No abras nunca esa puerta (Carlos Hugo Christensen, 1952)

Los segmentos que la integran – “Alguien al teléfono” y “El pajarito cantor”- están armados desde la atmósfera del noir, A la que contribuye magistralmente la fotografía de Pablo Tabernero, haciendo gala de luces y sombras, profundidades y planteos oníricos que lo colocan en el mismo plano de los estadounidenses John Alton y Nicholas Musuraca. Más allá de sus amputaciones, que supusieron el estreno anticipado del mediometraje pensado como un tercer episodio –Si muerto antes de despertar (1952)-, con su trasposición de los relatos de William Irish (heterónimo del estadounidense Cornell Woolrich), Christensen cimentó una zona donde el exotismo se conjuga en el paisaje urbano local. Por supuesto que las predilecciones cosmopolitas, en temas y en estéticas, pueden identificarse como una nota constante de buena parte de su filmografía. Pero sobre las pistas del policial se aleja de la clave del enigma que el género había cultivado desde fines del siglo XIX, para situar el crimen en una geografía totalmente próxima. Así, ubica la posibilidad del peligro y sus derivas hacia el terror, en el seno material de las clases acomodadas porteñas y en una casa de un paraje rural, a la que llega el crimen personificado en un hijo pródigo.

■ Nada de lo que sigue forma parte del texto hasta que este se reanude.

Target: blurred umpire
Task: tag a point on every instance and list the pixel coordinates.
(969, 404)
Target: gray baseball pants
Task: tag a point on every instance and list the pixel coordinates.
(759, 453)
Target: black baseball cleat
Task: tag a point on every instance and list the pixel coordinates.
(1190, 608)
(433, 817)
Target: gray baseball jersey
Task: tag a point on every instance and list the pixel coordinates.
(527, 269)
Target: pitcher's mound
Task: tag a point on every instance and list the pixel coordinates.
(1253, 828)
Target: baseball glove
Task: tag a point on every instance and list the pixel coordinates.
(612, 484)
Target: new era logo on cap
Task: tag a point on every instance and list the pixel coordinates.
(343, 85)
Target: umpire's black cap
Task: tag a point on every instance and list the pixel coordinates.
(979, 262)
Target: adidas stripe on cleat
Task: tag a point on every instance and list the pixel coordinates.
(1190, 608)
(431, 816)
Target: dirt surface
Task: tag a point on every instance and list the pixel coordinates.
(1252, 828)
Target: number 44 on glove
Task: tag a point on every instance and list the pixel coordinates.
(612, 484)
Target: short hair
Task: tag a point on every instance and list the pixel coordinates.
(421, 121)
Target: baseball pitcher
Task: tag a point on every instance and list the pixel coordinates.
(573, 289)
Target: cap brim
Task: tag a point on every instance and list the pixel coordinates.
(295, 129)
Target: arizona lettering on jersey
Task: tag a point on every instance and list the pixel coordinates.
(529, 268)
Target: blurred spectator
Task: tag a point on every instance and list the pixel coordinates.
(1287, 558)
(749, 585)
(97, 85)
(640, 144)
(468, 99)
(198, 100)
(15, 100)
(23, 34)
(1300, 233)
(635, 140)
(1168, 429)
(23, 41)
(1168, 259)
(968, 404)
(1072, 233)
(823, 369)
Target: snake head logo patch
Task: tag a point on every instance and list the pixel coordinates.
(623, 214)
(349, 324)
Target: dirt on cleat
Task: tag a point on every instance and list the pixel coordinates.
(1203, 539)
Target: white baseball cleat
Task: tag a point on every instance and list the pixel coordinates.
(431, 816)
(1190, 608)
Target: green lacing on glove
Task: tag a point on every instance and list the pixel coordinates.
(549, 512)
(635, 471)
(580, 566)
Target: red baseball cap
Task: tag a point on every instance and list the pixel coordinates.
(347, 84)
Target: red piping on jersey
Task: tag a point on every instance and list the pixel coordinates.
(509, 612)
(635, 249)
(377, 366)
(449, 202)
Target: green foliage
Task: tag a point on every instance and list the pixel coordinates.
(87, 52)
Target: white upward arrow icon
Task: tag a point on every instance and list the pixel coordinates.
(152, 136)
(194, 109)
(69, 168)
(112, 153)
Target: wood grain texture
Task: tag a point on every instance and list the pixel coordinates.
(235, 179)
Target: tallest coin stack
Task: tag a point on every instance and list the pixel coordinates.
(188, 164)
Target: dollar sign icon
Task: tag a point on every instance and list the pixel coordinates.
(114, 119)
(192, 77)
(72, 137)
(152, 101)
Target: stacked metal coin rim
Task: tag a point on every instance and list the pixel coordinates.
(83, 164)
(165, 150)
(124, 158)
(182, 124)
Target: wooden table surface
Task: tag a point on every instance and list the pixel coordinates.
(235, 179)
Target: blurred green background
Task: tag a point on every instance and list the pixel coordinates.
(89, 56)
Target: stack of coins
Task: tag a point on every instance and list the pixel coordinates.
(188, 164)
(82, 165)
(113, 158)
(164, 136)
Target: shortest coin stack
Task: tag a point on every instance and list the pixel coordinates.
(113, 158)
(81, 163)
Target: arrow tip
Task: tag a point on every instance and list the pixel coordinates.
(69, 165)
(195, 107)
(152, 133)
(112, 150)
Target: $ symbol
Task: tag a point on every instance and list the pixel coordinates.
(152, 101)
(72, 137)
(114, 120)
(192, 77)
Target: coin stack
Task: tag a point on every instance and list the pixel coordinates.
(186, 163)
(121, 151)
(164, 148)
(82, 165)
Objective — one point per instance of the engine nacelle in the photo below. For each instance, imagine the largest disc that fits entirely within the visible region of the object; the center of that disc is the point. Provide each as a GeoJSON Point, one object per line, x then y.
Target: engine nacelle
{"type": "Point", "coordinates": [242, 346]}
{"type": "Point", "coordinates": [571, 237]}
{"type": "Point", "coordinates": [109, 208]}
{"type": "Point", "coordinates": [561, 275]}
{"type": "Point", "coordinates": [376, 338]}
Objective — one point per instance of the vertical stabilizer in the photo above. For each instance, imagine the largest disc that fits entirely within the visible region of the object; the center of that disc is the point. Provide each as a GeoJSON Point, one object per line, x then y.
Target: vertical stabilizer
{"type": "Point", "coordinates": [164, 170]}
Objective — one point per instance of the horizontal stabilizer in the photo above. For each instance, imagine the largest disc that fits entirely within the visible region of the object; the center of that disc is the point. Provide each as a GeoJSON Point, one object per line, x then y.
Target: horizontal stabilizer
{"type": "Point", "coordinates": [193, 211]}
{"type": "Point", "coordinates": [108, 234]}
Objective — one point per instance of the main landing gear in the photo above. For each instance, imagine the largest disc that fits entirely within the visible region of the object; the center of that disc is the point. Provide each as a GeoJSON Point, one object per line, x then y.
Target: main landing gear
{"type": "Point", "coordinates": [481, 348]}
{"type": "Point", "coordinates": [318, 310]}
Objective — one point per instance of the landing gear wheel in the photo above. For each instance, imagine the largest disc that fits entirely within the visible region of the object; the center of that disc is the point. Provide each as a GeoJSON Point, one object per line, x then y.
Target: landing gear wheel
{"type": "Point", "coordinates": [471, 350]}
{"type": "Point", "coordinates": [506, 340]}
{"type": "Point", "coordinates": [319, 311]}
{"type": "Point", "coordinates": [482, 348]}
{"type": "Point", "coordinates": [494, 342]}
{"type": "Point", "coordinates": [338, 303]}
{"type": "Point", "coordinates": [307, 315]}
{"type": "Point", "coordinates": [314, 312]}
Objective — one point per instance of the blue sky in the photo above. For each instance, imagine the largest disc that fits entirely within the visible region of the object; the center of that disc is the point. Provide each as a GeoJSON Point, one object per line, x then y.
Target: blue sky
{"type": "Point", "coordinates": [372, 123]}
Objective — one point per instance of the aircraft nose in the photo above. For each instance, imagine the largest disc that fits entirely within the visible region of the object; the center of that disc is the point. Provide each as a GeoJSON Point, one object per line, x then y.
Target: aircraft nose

Invasión (Hugo Santiago, 1969)

En la superficie, condensa la búsqueda de una renovación estética cuya fuerza estaba más presente en los bordes de los circuitos culturales de los ’60: la plasticidad del Di Tella –con escenografía y rostro de uno de sus protagonistas-, la disolución de un paisaje reconocible para abstraerse en la ciudad alegórica –Aquilea-, la conversión de los géneros de sus consumos populares –la ciencia ficción- a un registro por momento pos apocalíptico, al modo de La Jetée (1962) de Marker. A su vez, en un marco totalmente dislocado conjuga ciertas sobrevivencias.
Los viejos amigos asumidos viejos, en la defensa de una (su) realidad a punto de extinguirse ante la amenaza de la intrusión externa. Sombras constantes de cierta épica borgeana –el cuchillo orillero y la mitología oriental de la guerra-, acompañadas en la agonía de la milonga. Una presencia forjada en el clasicismo cinematográfico, como la de Olga Zubarry, transformada en el vértice de una resistencia que se asumirá colectiva y armada. A partir de allí, las marcas de la política urgente. De manera soterrada, se filtra el fuego de una Argentina radicalizada fundida en el Cordobazo. Sorpresivamente, y como una conjetura, los otros Borges y Casares en sus reescrituras políticas, apuntando a una monstruosidad que anuncia la carnicería próxima a avenirse.

Tiempo de revancha (Adolfo Aristarain, 1981)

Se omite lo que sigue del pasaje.